Il se trouve que depuis la dernière mise à jour (update java je crois) l'ordinateur ne veut plus démarrer. Il se bloque en effet sur la fenêtre de login.

Etant plus habitué aux PC pour ce genre de soucis et n'ayant jamais eu de problème avec mon mac personnellement, je ne sais pas trop ce qu'il y a comme solution pour tenter de résoudre ce problème ? Est-ce qu'il y a des outils de réparation, de démarrage en mode sans echec ou des trucs similaires ? Nous n'avons rien contre le fait de tout effacer (nous avons les CD fournis lors de l'achat) mais on voudrait au moins pouvoir récupérer le contenu de son dossier personnel avant.

Merci d'avance pour tous les éléments de réponses que vous pourrez m'apporter.


----------



## Invité (14 Août 2011)

Akril a dit:


> de démarrage en mode sans echec ou des trucs similaires ?



Safe boot ! la touche "shift" enfoncée dès le "boing" et pendant une dizaine de secondes


----------



## Ener0531 (20 Août 2011)

Bonjour,

Avez-vous résolu le problème de votre amie ?
Si oui tant mieux sinon merci de me préciser le nombre de ports USB et de Firewire, je vous préciserai le modèle et la marche à suivre. 

Cordialement,

Ener31


----------



## Akril (20 Août 2011)

Bonjour messieurs,

En fait, j'ai bien testé le mode sans échec mais je n'ai pas réussi à le lancer.... Soit j'ai pas bien appuyé sur le bouton ou pas relâché au bon moment mais toujours est-il que je n'ai pas réussi.

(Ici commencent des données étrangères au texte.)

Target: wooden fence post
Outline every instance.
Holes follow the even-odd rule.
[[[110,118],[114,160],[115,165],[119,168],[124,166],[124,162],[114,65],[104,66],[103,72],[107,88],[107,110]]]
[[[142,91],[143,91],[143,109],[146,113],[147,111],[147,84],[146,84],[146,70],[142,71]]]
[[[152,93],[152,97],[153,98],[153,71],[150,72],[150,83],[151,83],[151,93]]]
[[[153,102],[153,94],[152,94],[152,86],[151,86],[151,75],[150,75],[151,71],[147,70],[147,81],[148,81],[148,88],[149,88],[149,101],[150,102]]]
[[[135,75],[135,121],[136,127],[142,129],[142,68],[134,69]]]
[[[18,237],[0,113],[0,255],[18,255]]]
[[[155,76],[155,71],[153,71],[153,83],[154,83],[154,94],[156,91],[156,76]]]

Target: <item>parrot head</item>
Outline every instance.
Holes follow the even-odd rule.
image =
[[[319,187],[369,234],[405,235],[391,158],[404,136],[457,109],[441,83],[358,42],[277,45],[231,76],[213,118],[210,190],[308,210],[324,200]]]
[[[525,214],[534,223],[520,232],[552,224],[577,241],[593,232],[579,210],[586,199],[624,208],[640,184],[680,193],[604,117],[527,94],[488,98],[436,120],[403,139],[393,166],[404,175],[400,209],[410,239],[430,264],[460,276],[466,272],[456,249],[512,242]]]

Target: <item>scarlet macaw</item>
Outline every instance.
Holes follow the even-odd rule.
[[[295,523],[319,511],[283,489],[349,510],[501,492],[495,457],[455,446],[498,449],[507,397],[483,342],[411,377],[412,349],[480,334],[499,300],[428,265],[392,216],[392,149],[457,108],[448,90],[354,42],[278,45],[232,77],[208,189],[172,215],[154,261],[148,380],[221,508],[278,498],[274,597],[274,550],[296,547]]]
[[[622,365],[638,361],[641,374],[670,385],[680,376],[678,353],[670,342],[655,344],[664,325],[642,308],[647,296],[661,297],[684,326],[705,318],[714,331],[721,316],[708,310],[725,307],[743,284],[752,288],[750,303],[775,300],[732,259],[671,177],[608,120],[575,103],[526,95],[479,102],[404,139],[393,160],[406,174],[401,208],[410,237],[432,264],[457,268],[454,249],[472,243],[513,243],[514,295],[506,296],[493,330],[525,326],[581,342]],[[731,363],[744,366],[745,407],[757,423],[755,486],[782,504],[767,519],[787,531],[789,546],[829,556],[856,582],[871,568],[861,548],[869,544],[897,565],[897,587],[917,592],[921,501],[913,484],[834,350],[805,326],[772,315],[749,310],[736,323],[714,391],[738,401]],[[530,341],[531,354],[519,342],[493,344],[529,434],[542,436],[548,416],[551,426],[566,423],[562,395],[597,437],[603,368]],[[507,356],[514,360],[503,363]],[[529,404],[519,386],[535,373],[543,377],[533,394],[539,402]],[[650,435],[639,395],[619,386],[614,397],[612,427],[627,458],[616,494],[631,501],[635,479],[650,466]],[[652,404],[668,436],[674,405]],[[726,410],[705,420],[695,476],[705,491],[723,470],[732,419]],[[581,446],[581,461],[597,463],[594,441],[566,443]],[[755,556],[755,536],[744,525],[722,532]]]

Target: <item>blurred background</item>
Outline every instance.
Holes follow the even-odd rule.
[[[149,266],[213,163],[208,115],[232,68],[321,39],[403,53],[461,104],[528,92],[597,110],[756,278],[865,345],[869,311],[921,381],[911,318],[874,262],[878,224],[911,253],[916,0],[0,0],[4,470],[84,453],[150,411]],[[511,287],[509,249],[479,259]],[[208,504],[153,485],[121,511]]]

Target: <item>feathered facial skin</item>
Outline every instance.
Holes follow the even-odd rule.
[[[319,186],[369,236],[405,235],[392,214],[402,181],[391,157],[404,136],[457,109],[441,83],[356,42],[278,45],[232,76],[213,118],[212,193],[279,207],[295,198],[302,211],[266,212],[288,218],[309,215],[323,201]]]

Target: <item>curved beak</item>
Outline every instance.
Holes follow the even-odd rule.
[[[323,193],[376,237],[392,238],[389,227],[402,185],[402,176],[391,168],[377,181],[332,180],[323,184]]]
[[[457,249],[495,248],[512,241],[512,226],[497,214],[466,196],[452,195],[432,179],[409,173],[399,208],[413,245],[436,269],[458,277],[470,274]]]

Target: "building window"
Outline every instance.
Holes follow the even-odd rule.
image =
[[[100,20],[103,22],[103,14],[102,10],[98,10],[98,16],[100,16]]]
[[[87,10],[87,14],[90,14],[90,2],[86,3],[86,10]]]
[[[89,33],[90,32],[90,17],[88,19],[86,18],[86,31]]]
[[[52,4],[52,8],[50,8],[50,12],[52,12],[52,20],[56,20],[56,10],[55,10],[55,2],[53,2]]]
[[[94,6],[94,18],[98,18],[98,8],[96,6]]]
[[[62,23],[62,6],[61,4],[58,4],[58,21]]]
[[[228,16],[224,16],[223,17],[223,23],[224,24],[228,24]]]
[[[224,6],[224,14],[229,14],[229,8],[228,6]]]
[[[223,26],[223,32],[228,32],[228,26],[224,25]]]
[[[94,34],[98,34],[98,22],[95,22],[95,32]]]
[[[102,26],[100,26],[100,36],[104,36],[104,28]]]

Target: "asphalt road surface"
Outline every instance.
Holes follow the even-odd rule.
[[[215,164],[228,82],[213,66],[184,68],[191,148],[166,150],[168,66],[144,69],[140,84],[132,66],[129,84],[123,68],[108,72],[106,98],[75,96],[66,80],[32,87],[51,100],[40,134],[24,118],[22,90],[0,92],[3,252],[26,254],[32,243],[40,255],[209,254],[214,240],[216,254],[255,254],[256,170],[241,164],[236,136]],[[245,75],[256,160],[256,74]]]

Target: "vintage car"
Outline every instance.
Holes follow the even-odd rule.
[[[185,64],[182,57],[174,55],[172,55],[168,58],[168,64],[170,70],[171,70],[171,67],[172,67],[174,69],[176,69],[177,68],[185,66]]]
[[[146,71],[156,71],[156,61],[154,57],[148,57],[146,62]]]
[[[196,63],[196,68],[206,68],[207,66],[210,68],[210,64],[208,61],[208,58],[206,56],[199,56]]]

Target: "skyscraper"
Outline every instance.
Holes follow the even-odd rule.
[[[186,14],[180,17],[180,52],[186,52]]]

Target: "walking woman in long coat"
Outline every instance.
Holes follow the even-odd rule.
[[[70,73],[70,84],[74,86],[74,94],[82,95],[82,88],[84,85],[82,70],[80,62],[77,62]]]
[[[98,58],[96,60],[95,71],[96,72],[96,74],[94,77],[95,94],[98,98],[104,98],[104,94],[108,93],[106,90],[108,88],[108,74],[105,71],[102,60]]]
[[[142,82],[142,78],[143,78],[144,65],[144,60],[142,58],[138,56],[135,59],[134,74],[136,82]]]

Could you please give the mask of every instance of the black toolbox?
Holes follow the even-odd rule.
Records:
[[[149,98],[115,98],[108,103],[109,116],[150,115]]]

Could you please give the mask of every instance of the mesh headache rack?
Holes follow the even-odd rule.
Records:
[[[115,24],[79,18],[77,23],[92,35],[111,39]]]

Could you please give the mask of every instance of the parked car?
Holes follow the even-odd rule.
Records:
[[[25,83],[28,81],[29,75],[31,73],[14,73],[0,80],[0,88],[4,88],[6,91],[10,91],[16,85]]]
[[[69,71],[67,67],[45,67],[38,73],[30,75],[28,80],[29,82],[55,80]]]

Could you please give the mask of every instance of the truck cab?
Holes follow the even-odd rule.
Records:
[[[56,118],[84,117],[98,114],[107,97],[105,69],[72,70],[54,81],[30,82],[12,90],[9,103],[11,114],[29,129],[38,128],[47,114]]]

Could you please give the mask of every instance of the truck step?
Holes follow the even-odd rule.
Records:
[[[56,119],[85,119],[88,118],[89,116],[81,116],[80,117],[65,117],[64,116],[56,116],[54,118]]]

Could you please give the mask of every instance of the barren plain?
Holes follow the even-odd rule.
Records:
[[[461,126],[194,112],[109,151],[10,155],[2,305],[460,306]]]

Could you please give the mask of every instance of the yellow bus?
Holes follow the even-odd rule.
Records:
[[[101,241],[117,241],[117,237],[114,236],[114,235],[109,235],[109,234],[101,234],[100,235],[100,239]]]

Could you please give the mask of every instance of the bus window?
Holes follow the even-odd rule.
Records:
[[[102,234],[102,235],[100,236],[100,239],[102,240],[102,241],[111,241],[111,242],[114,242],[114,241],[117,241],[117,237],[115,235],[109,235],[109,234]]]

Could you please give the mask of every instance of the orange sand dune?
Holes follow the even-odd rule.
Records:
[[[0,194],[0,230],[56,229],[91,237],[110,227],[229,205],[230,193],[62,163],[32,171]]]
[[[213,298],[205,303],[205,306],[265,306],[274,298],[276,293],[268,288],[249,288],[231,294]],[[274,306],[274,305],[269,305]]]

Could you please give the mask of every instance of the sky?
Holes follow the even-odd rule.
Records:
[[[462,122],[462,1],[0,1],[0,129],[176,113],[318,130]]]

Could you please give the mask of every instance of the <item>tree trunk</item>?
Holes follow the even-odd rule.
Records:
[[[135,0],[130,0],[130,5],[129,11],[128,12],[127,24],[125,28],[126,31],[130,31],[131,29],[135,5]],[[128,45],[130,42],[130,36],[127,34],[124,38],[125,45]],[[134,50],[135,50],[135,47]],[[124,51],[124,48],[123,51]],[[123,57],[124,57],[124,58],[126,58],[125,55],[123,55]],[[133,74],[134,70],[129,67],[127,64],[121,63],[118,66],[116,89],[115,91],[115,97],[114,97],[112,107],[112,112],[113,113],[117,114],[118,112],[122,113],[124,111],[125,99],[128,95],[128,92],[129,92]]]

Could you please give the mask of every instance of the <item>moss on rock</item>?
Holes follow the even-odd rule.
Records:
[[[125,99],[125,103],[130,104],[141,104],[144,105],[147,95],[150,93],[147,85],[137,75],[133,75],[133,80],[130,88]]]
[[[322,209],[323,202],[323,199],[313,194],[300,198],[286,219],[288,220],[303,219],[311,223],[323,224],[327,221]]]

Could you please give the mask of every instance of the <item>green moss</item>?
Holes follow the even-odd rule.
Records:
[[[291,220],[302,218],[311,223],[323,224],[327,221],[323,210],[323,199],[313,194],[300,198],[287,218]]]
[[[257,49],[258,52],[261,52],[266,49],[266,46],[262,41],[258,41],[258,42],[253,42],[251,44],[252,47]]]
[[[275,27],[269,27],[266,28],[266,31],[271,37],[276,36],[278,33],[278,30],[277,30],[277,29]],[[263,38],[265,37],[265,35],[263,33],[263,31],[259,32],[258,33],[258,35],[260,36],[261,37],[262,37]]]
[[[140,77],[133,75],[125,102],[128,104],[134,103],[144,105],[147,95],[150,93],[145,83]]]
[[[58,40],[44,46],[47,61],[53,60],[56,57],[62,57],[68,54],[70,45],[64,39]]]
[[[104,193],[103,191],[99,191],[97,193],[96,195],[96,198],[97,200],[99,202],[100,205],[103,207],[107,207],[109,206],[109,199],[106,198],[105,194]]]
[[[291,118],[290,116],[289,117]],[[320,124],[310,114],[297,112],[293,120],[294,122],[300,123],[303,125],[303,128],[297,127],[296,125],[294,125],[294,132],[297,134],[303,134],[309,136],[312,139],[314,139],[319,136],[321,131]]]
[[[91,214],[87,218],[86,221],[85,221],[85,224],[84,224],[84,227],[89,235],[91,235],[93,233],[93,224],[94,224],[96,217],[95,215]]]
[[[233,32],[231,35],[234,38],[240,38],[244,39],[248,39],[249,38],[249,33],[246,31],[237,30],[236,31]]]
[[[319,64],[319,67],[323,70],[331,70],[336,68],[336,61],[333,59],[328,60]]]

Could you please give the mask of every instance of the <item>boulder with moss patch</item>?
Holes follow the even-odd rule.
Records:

Mais effectivement, j'ai depuis résolu mon problème. J'ai trouvé, je ne sais plus sur quel site, un raccourci permettant de démarrer sur MAC OS X dans un genre de mode console/terminal. Du coup, j'ai branché un disque dur externe, j'ai pu récupérer tous les documents et affaires personnelles de mon amie avant de procéder à la ré-installation de son OS.

Du coup en passant, elle est repartie sur une installe neuve.


----------